1年程前から右の第2乳腺部にしこりがあることに気付かれたのですが、年齢的に高齢ということで、手術するかどうか悩まれている間にどんどんしこりが大きくなってしまったそうです。

 

診させて頂いた時は、体重4kgの体に、大人の握りこぶしくらい(直径10cm程度)の巨大なしこりができておりました。

 

基本的に小型犬の平均寿命が約13歳と言われているので、15歳のコの手術というのは、獣医師の自分でも躊躇してしまいます。

 

こういう正解のない治療法の選択については、いつも悩む問題です。

 

そんなときはどうするのかというと、自分は飼い主様の中に答えがあると思っています。

 

以前、アートディレクターの佐藤可士和さんがインタビューで、

 

「広告やデザインのアイデアは、クライアントの中にある。

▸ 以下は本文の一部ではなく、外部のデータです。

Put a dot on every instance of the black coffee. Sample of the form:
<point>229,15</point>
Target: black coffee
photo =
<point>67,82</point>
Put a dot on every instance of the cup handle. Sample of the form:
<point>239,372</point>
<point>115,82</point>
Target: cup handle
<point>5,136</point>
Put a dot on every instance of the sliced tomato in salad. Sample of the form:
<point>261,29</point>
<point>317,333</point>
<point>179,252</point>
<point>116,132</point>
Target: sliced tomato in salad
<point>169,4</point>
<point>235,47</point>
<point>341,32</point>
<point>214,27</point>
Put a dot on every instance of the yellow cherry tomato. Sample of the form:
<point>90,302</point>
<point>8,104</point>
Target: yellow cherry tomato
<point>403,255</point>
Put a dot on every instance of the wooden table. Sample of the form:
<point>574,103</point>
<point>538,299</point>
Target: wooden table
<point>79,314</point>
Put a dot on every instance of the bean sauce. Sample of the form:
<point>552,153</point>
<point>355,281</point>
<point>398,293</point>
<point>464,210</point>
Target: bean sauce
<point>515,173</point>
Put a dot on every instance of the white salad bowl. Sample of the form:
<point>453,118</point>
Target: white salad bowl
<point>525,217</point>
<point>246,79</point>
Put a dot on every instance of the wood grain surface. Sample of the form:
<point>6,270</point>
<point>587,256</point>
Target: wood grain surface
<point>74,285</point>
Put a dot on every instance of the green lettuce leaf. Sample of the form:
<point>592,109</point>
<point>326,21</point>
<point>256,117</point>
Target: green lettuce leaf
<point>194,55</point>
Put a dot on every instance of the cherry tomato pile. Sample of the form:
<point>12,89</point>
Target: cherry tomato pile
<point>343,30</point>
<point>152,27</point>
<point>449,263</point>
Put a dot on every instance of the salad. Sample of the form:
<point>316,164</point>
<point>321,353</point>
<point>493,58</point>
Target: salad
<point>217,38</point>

自分はドクターのように問診をして、それを引き出して、形にしているだけだ。」

 

といった趣旨のことを話されていました。

 

自分も全くその通りだと思っており、問診時やインフォームドコンセント時の飼い主様のしぐさ、話される内容、印象などで、どこまでのリスクを許容し、どこまでの治療を望んでおられるのかを判断することが多いです。

 

あとは自分の獣医師としての基本姿勢として、言い方は悪いですが、「見殺しよりは人殺しのほうがいい」と思っていますので、その願いが獣医療で叶えられるものであれば、最大限に叶えてあげたいと思っています。

 

その結果、今回は手術という選択になりました。

 

術前の写真。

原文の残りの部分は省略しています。